Q: The cover mentions that one victim’s father, a widower, has a dark past. What is that?
A: It is covered early in the novel, but I’d rather not spell it out here. It enables Richard to run a parallel investigation, though, one that hinders Alicia and Murphy. While he really begins to like Alicia, he senses she likes him back, so it’s also a way of staying inside the case, of pushing on to find his daughter. The real question, as the novel progresses, is how damaging this will be for Alicia.
Q: What’s the tale of the novel itself then?
A: I wrote the original in 2004, then rewrote it in 2007, and now it’s had another polish via myself and a professional editor. It was actually the sub-plot (or side-plot) that came first, the idea of Richard tracking his daughter and circumventing the police. But, as I made him more devious and conniving, I realised I needed a different angle. So I came up with Alicia.

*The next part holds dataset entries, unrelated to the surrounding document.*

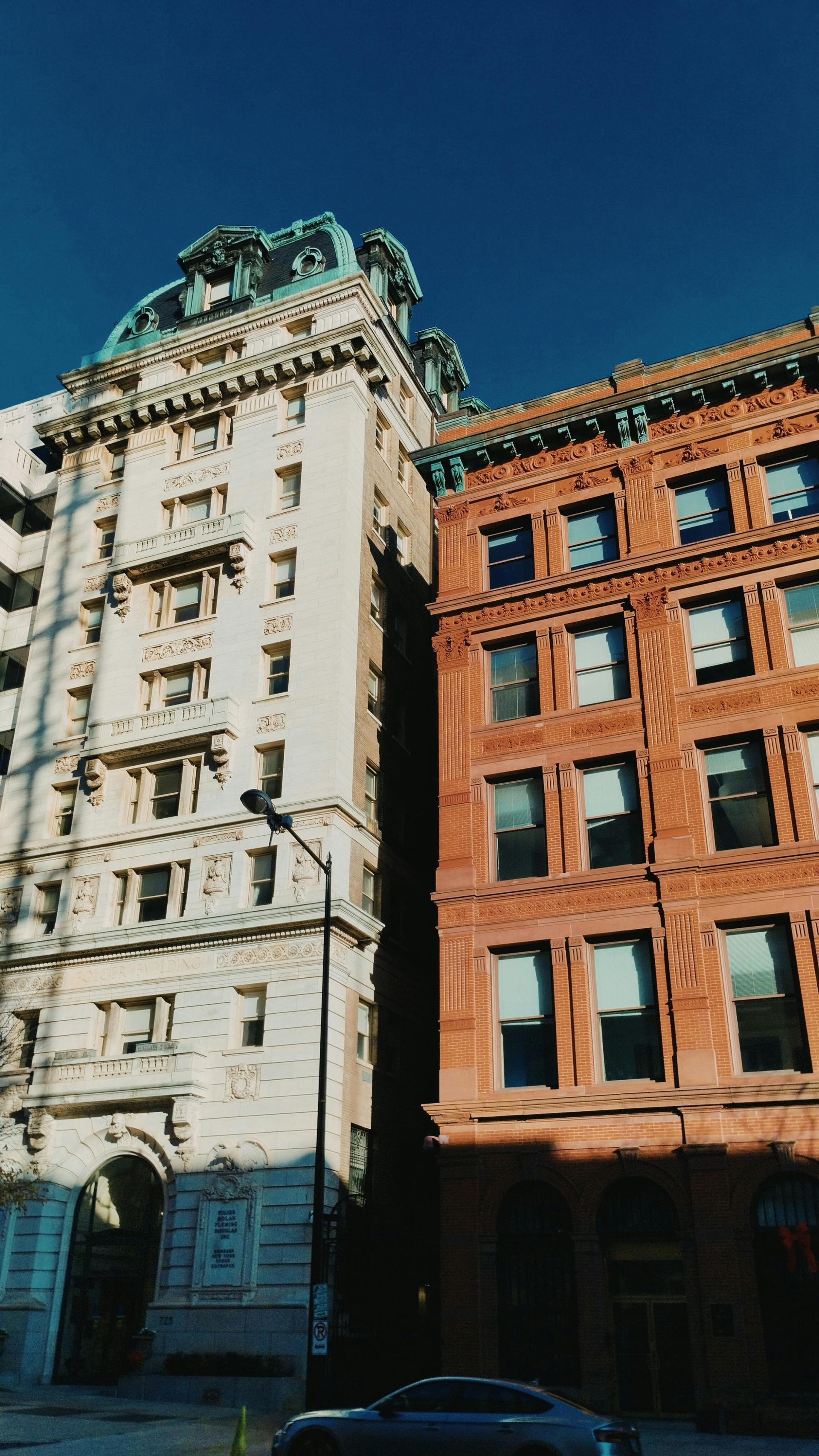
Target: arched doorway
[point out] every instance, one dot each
(786, 1248)
(111, 1272)
(641, 1237)
(537, 1302)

Q: And how, exactly, do you come up with a character like that?
A: She is based on a real person. But very loosely. The essence is there, although I had to invent certain aspects for dramatic effect. The parts from real life are: a ditzy, perky outer shell, yet possesses a fierce intelligence, true dedication, and being brilliant at her job.
Q: So the real Alicia Friend isn’t a serving police officer?
A: No, she isn’t. And if she was, I certainly wouldn’t say so here.